I agree that detrending should be done to the OC input

handwerkerd commented 3 months ago

To make the metric fits work, you'd need to detrend the separate echoes (but retain the mean). To calculate kappa & rho, the component time series are fit to each echo's data. If the OC is detrended, but the echos aren't then those calculations would definitely break down. That said, we might be losing or corrupting some echo-dependent information if we separately detrend each echo.

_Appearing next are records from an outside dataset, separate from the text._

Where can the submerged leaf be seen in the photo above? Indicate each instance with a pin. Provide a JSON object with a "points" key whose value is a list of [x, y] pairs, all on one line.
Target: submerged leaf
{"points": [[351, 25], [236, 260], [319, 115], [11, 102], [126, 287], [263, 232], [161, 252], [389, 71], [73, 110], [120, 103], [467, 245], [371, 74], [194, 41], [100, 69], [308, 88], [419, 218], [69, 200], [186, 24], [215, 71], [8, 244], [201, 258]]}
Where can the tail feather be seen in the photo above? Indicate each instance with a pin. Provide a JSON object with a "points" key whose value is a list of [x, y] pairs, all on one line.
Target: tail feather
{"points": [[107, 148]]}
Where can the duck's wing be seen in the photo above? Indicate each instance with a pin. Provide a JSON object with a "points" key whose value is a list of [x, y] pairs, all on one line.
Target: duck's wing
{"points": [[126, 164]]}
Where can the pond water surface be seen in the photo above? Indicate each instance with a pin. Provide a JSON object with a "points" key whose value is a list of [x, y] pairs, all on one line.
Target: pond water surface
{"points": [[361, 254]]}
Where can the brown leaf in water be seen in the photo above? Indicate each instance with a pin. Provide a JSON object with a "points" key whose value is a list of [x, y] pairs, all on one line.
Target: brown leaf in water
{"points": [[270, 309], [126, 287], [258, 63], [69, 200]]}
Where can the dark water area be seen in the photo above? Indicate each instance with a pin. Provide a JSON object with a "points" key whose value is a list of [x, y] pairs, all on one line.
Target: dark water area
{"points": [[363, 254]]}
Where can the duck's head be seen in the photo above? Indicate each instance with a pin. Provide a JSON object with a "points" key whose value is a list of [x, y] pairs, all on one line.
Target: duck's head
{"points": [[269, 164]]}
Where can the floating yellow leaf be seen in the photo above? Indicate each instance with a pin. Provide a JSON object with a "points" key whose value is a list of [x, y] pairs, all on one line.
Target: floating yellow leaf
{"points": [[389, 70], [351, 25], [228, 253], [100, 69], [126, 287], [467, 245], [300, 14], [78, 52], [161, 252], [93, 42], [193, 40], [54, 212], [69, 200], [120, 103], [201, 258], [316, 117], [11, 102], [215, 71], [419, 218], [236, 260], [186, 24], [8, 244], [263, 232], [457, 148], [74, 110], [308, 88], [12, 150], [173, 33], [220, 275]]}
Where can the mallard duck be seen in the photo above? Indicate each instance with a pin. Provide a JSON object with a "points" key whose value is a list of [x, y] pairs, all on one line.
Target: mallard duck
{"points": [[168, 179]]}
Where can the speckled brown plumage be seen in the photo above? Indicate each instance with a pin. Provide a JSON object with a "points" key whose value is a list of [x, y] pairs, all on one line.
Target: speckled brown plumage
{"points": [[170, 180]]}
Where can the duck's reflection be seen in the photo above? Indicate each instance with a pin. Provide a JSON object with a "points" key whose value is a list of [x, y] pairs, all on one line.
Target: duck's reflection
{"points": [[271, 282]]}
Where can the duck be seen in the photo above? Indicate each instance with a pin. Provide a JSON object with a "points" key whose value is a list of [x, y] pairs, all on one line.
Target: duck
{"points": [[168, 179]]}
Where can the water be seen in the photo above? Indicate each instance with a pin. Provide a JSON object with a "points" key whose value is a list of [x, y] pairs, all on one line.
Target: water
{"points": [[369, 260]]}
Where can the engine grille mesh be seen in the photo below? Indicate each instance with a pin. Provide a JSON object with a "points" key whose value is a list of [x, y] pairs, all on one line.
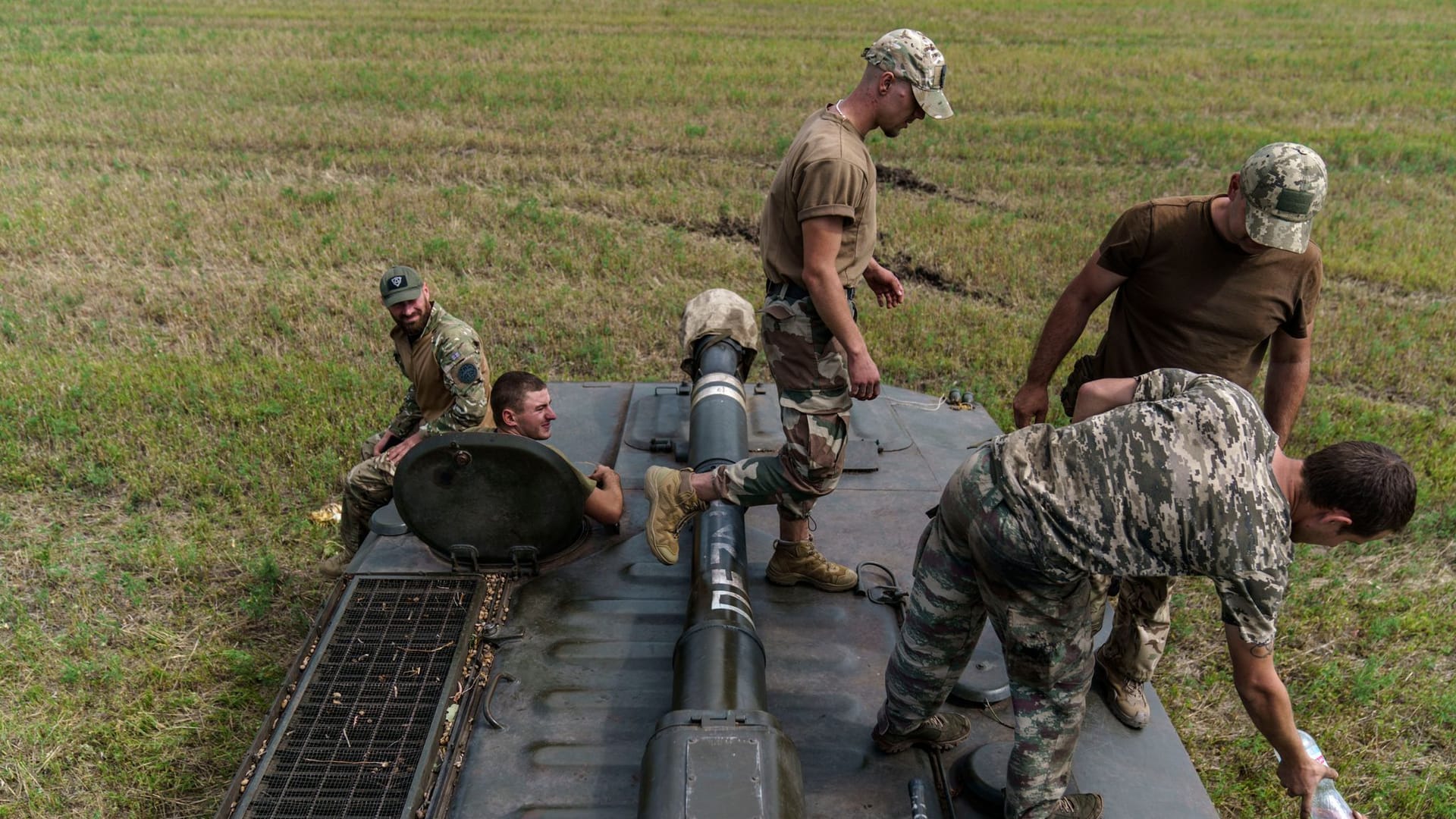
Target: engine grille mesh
{"points": [[360, 730]]}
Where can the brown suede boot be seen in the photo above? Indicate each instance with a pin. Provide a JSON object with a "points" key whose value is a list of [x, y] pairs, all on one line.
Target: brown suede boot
{"points": [[799, 561]]}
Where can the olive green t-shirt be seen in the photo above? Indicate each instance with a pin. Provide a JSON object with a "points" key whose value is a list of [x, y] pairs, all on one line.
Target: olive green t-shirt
{"points": [[826, 172], [1194, 300]]}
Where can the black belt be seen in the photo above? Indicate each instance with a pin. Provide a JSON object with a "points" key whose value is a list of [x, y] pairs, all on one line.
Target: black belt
{"points": [[794, 292]]}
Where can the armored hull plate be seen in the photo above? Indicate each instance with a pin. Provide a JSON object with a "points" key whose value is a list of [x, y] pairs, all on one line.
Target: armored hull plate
{"points": [[588, 645]]}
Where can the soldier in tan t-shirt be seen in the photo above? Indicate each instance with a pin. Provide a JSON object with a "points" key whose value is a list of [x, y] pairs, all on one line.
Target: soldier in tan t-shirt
{"points": [[817, 232], [520, 404], [1207, 284]]}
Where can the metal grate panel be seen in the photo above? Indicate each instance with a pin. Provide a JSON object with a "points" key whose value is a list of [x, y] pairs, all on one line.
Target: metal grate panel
{"points": [[359, 733]]}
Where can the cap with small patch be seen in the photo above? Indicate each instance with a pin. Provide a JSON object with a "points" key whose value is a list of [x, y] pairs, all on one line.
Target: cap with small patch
{"points": [[400, 284], [1285, 186], [912, 55]]}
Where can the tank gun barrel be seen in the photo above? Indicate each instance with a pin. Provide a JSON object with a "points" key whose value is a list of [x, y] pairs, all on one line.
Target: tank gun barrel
{"points": [[718, 746]]}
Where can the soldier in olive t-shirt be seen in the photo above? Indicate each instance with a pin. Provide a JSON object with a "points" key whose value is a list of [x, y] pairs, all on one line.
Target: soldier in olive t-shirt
{"points": [[1209, 284]]}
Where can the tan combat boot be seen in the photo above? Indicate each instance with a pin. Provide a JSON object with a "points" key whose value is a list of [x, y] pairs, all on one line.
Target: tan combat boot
{"points": [[941, 732], [799, 561], [1125, 697], [1079, 806], [669, 506]]}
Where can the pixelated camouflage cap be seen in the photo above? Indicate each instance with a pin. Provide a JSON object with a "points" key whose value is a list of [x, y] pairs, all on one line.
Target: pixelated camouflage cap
{"points": [[912, 55], [400, 284], [1285, 186]]}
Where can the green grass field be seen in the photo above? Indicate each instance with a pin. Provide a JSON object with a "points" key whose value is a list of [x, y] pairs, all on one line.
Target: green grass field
{"points": [[197, 200]]}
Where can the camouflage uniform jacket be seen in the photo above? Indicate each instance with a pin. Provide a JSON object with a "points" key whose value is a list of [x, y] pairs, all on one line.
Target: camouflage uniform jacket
{"points": [[1178, 483], [447, 378]]}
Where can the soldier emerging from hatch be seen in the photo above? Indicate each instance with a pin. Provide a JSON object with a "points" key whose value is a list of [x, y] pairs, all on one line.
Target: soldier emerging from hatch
{"points": [[1164, 474], [817, 232], [522, 407], [1206, 284], [441, 359]]}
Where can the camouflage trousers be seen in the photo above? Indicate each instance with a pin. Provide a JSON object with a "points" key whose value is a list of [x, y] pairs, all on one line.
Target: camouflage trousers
{"points": [[977, 563], [808, 368], [369, 485]]}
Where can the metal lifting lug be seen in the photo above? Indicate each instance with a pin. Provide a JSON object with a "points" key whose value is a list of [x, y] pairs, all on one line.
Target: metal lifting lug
{"points": [[525, 561], [462, 556]]}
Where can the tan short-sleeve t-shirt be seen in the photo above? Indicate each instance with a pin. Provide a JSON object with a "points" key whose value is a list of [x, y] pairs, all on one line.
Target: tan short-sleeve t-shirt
{"points": [[826, 172]]}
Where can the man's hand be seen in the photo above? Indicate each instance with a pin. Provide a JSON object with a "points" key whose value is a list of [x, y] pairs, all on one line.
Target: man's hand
{"points": [[395, 453], [1030, 406], [606, 477], [886, 284], [1301, 776], [864, 378]]}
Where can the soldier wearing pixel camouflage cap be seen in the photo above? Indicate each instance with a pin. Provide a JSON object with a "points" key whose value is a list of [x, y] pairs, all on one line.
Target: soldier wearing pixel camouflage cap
{"points": [[1168, 472], [1210, 284], [817, 234], [449, 378]]}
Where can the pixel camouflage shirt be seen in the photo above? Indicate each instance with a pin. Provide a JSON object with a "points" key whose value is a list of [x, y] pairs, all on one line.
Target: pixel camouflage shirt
{"points": [[1178, 483]]}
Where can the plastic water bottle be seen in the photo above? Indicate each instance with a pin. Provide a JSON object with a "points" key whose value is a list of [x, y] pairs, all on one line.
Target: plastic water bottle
{"points": [[1329, 803]]}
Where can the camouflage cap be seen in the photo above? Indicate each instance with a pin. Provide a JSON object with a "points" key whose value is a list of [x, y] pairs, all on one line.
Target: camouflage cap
{"points": [[912, 55], [400, 284], [1285, 186]]}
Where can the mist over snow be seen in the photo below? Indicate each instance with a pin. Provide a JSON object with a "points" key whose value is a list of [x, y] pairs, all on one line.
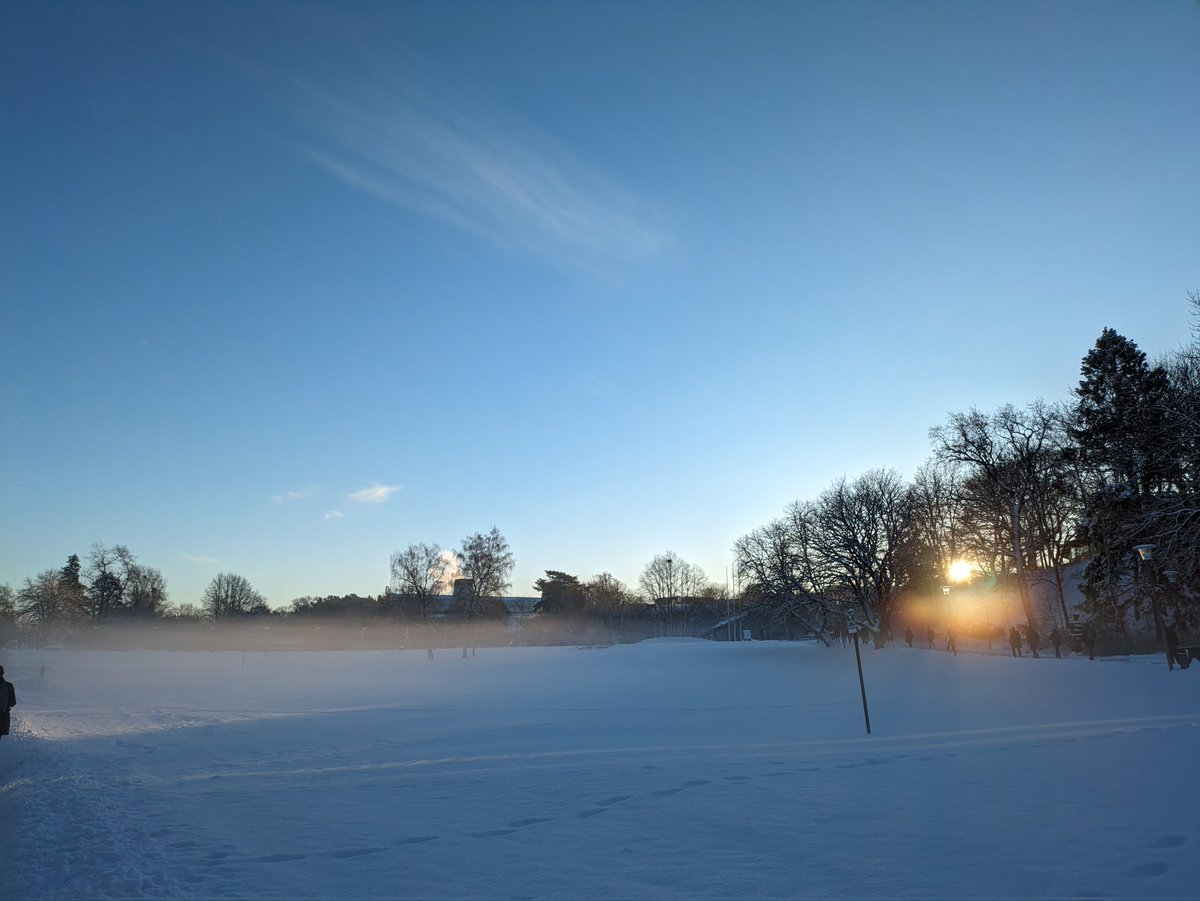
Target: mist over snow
{"points": [[665, 769]]}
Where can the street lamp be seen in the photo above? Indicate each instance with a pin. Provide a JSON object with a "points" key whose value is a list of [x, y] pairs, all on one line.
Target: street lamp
{"points": [[1146, 554]]}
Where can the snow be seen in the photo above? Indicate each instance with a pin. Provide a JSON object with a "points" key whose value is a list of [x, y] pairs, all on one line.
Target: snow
{"points": [[657, 770]]}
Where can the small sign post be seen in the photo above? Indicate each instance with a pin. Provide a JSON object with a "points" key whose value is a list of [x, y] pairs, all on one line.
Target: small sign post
{"points": [[852, 628]]}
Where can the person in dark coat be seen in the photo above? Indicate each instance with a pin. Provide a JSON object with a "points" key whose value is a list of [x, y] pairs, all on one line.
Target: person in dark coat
{"points": [[1056, 641], [1090, 640], [1173, 646], [1014, 642], [7, 701]]}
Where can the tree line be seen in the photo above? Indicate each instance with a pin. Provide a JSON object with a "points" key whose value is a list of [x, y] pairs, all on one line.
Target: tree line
{"points": [[1017, 490]]}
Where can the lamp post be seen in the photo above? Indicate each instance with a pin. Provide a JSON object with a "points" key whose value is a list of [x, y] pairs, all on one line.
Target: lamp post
{"points": [[852, 628], [1146, 554]]}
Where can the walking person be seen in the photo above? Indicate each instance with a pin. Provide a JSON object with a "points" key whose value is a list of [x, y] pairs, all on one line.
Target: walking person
{"points": [[1014, 642], [1173, 646], [7, 701], [1090, 640]]}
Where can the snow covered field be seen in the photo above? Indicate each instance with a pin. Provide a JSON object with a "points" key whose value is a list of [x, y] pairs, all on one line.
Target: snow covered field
{"points": [[664, 770]]}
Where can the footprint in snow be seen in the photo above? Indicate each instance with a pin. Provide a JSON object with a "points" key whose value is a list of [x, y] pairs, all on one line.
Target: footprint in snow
{"points": [[529, 821], [1147, 870], [1168, 841], [353, 852]]}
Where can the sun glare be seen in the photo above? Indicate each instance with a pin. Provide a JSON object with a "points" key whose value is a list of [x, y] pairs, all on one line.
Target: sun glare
{"points": [[960, 571]]}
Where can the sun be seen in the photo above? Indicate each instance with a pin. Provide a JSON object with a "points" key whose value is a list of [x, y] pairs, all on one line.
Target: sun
{"points": [[960, 571]]}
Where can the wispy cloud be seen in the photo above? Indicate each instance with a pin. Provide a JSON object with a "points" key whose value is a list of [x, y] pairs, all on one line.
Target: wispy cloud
{"points": [[375, 493], [503, 181], [294, 494]]}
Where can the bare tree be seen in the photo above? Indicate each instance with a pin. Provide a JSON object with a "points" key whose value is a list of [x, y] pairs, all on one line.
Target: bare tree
{"points": [[109, 570], [784, 575], [145, 592], [1007, 457], [863, 538], [667, 581], [609, 599], [486, 563], [42, 602], [229, 594], [417, 574]]}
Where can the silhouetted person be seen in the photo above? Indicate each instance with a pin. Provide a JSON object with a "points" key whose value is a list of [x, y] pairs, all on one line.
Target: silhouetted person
{"points": [[7, 701], [1173, 646], [1014, 642]]}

One intermediate option would be to fit the polynomial detrending regressors either the OC data or all echoes, and then fit a single detrending regressor to all echoes. That is, for the OC data, a voxel's detrending regressors are modeled by y=1.5x^3 + 0.8x^2 + 2.1x + 5. Then, for that voxel, we'd fit each echo to y=A*(1.5x^3 + 0.8x^2 + 2.1x)+C rather than letting the relationships between the coefficients vary.

I'm not sure if this would actually matter or what the effects of any detrending approach would be, but we might get a better sense when someone tries it and compares the results.

afni-rickr commented 3 months ago

Does the relationship between the echoes still matter after OC is computed? How BOLD-like a time series looks could be evaluated before OC (and therefore before detrending, etc). At that point, wouldn't it just be a question of variance explained? And if so, the relationship would no longer be needed and the echoes could be detrended. As a separate question, does that mean you evaluate explained variance from the echoes separately? I figured that would come from OC. I guess I just don't know exactly what metrics are being computed, and on what. Thanks.

handwerkerd commented 3 months ago

ICA is the limiting step. The ICA component times series need to be map-able back onto the original echoes. If the OC data that go into the ICA step are detrended, but the individual echoes are not, then this breaks down.

That said, this goes back to my opening comment. If the goal is to calculate variance explained excluding linear trends, that should be relatively easy. If the goal is to run ICA on detrended data, then there are more complex issues to think through.

afni-rickr commented 3 months ago

My somewhat ignorant inclination would be to run ICA on the detrended data. Echo/BOLD relationships could be computed separately, even if it is necessary to have both original and detrended echoes. But it seems that the ICA could be made to be far more sensitive to properties of interest if it were not "distracted" by components such as trends or censored spikes.

tsalo commented 2 months ago

The --gscontrol gsr approach estimates global signal from the OC data and then removes it from each echo, so we do have code that could be repurposed for detrending.